Wednesday, December 12, 2012

Advent – Day 11: Sad-vent



Jeremiah 31.15 Thus says the Lord,
“A voice is heard in Ramah,
Lamentation and bitter weeping.
Rachel is weeping for her children;
She refuses to be comforted for her children,
Because they are no more. (NASB)    

Not long after Jesus was born in Bethlehem, wise men from the east (the area around modern Iraq) came to seek Him because they knew something big had happened: they came seeking the King of the world. They stopped off in Jerusalem and paid their respects to Herod the king but they wanted to know where to find the King of the Jews. Herod thought this was odd because he was the king of the Jews but he played along. So the entourage of wise men left his presence and went and found Jesus in the region of Judeah and paid homage to Him there. They then left and went back to their country.

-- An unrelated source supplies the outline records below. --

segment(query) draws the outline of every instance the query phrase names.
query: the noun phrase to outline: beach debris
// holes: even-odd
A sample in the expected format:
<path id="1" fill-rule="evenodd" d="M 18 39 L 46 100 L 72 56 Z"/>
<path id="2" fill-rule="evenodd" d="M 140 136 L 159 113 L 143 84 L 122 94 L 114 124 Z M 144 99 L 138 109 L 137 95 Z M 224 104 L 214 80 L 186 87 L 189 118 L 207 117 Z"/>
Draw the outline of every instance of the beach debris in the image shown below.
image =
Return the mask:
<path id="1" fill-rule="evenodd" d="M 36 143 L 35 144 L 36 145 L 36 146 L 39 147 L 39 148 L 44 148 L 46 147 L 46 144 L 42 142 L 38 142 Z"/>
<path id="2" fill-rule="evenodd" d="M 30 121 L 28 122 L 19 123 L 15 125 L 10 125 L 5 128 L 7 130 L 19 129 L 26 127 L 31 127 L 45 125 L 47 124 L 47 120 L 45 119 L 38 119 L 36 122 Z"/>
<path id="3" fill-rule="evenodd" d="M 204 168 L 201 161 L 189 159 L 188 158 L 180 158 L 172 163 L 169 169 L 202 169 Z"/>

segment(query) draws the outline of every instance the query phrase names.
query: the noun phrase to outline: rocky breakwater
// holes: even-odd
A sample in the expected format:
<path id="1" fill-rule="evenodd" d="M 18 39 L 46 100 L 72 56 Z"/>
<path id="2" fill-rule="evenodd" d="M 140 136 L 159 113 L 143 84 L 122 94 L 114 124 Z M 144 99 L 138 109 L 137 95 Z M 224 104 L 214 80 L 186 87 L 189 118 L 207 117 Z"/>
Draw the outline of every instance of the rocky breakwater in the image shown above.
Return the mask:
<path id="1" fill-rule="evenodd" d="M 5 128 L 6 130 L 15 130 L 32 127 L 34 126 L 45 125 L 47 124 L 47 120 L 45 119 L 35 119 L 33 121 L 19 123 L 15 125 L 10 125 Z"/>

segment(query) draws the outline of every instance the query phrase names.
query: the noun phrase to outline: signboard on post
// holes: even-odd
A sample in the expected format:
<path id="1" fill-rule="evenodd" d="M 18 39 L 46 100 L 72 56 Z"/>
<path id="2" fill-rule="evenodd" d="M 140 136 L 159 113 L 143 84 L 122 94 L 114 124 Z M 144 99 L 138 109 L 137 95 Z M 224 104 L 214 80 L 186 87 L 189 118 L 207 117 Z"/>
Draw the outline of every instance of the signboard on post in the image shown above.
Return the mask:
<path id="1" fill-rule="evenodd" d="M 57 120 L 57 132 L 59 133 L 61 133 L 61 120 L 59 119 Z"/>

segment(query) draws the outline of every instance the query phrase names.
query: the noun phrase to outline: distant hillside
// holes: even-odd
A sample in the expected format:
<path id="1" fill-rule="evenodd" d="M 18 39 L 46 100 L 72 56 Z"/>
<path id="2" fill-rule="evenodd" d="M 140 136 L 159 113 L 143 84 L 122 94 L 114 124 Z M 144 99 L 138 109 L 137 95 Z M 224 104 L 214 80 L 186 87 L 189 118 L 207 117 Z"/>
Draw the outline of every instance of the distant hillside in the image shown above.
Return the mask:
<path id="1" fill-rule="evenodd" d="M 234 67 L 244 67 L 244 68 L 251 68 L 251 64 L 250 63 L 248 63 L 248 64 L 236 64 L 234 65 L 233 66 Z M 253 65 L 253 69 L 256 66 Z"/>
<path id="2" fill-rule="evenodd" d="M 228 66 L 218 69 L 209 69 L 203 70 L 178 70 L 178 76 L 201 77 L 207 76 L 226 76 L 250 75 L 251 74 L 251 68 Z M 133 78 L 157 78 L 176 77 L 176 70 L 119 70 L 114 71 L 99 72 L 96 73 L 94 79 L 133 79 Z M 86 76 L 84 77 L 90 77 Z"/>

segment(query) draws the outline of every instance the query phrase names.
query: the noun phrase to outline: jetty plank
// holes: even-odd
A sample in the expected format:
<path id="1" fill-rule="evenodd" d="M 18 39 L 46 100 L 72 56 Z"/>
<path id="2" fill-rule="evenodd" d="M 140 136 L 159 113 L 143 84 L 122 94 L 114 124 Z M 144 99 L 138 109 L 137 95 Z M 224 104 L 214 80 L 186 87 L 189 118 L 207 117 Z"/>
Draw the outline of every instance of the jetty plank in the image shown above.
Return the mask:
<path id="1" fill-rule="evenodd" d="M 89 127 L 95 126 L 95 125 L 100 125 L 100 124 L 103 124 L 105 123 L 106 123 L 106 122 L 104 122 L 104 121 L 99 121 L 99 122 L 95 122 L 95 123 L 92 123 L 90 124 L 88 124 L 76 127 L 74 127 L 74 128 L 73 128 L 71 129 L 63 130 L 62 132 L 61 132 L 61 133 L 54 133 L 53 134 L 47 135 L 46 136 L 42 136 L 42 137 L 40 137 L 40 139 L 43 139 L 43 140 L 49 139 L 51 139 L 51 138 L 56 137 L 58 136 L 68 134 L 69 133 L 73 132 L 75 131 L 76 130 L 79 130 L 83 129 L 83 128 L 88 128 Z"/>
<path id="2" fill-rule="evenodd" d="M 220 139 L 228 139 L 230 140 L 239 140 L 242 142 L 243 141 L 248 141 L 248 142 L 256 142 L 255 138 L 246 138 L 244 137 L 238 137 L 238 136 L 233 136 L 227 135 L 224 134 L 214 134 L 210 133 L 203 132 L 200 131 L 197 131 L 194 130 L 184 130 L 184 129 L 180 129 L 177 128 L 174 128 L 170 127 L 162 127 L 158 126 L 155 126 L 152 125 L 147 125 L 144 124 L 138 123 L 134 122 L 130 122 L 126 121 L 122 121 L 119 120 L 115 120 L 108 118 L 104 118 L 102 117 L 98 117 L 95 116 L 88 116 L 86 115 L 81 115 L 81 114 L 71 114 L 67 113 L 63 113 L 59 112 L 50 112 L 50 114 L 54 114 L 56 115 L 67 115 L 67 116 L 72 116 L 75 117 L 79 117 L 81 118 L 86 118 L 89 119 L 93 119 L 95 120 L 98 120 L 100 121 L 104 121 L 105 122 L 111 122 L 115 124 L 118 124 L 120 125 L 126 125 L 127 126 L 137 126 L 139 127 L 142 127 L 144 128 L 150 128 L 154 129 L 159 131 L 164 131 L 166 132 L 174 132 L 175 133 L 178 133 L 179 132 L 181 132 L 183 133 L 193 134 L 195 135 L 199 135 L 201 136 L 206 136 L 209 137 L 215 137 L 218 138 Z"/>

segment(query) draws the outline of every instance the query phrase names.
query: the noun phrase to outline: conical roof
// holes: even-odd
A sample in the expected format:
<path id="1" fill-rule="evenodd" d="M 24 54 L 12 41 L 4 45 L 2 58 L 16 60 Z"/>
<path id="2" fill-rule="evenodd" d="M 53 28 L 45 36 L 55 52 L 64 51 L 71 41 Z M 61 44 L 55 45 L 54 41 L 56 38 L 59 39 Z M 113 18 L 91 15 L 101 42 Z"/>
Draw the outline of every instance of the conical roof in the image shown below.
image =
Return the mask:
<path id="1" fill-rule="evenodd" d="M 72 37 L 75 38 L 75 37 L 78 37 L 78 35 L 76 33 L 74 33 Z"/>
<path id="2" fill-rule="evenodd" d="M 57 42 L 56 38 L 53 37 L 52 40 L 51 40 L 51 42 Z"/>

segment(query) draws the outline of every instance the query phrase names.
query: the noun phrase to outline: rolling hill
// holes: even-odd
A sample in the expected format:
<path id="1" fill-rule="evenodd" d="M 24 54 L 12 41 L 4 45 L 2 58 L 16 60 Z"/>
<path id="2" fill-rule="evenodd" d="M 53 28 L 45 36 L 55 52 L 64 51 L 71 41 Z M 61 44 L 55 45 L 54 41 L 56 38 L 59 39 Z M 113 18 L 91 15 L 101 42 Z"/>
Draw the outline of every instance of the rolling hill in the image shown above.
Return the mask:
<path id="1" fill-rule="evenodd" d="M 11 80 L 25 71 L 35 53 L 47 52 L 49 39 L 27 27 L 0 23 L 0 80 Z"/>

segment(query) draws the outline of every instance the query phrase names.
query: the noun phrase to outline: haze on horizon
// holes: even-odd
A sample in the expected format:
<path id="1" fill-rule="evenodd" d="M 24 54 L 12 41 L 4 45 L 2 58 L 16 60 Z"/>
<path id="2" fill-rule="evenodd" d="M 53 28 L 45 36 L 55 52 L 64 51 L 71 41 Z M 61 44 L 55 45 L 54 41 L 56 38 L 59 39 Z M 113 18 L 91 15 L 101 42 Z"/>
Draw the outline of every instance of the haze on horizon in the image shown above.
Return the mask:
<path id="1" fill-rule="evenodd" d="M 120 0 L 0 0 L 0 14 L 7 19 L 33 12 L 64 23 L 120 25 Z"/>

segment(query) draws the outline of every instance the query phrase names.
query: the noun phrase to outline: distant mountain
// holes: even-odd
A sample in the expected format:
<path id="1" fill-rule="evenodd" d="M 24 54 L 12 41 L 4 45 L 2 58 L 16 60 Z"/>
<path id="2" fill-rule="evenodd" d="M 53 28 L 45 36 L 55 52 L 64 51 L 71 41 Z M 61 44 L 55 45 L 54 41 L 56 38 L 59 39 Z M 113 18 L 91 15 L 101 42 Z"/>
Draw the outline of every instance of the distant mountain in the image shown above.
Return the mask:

King Herod was enraged. He gathered his police force and sent them into the region around Bethlehem and slaughtered all the male children 2 years old and younger: hence the verse from Jeremiah: “Rachel is weeping for her children; she refuses to be comforted for her children, because they are no more.” Nobody is going to be king but me.

Christmas is not always such a happy time. Part of the Christmas story is very sad and tragic indeed: a massacre of innocent children because of a petty and insecure tyrant wasn’t going to give any competition any chance. The Christmas story includes the slaughter of innocents. The slaughter of innocents begs the question: God, where are You? Christmas is not immune to tragedy.

It’s important that we remember this because Jesus came to give us hope that through Him, tragedy will lose its grip on the rest of us. Jesus survived the slaughter but later went to the cross for our sakes, making a way for us to have eternal relationship with God. The cross was a slaughter of the Innocent.

Yesterday (December 11), in a crowded shopping mall in Clackamas, Oregon, a gunman killed two people and seriously wounded a third before turning the gun on himself and committing suicide. The families of those killed and the family of the gunman are not happy this Christmas. Instead of shopping for holiday gifts, they’ll be making funeral arrangements. This Christmas for them will be a stark and dark time for them this year, and for the rest of their lives. Unless…

Unless they somehow can give over the tragedy of what happened to them and their loved ones by giving it over to God who watched it all happen; and who sent His Son two thousand years ago to save us from such tragedy and to help us to see that the end here, is not necessarily the end of all things. God can sort out death – it’s His job. We, however, are called to give ourselves over to Him that we may trust and hope that if anyone can make sense of the senselessness of life, it’s Him and not us.

It doesn’t bring the dead back but it helps the healing process. It doesn’t bring the dead back but it helps us say: God, You’re in charge and by staying with You I’ll ultimately go to be with You where this kind of thing can never, ever happen again. I trust You in the meantime.